Agricultural output has certainly increased as a result of these changes, but with the vast majority of the world's farms now relying on petroleum-derived synthetic chemicals to grow crops and petroleum-derived fuels to drive the engines of production -- modern agriculture has become overwhelmingly toxic to the atmosphere and is hastening global warming. The Intergovernmental Panel on Climate Change (IPCC) reports that agricultural land use contributes 12 percent of global greenhouse gas emissions; here in the U.S. almost 20 percent of our carbon dioxide emissions come from agricultural sources.
Intensive use of chemicals isn't good for our nutrition intake, either. Overworked, depleted agricultural soils generate fruits and vegetables with fewer nutrients and minerals than those produced by farmers decades ago. And much of the food we eat is laced with chemicals that end up in our bloodstreams.
Beyond its effect on the food we put in our bodies, modern agriculture generates large amounts of nitrogen, phosphorous and other fertilizers running off into our streams, rivers and oceans, compromising not only the quality of our drinking water and the health of riparian ecosystems, but also causing those huge oxygen-depleted ocean dead zones we hear about in coastal areas such as the Gulf of Mexico.
Yet another issue with modern farming is the amount of animal waste generated and concentrated in small areas, which creates unsanitary and potentially dangerous conditions for the animals and humans alike. And the widespread use of antibiotics on farm animals to keep disease in check results in the development of stronger strains of bacteria that resist the antibiotics used by humans to ward off infection and sickness.
Also, many worry about the potential impacts of the widespread use of genetic engineering, whereby genes in plants, animals and microorganisms are manipulated to select for specific traits. These genetically modified organisms, reports Greenpeace, "can spread through nature and interbreed with natural organisms," thus contaminating the natural environment in unforeseeable and uncontrollable ways.

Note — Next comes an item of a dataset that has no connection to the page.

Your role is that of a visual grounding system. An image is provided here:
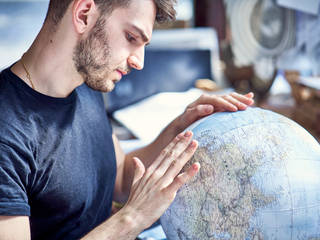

The good news is that rapidly increasing consumer demand for healthier food is forcing agribusiness to see the wisdom of moving away from business as usual. Organic farming, which eschews chemical fertilizers and pesticides in favor of more natural choices, holds considerable promise for greening up our agricultural systems. According to the U.S. Department of Agriculture, organic cropland acreage averaged 15 percent increases between 2002 and 2008, although certified organic cropland and pasture accounted for only about 0.6 percent of U.S. total farmland in 2008. So we still have along way to go.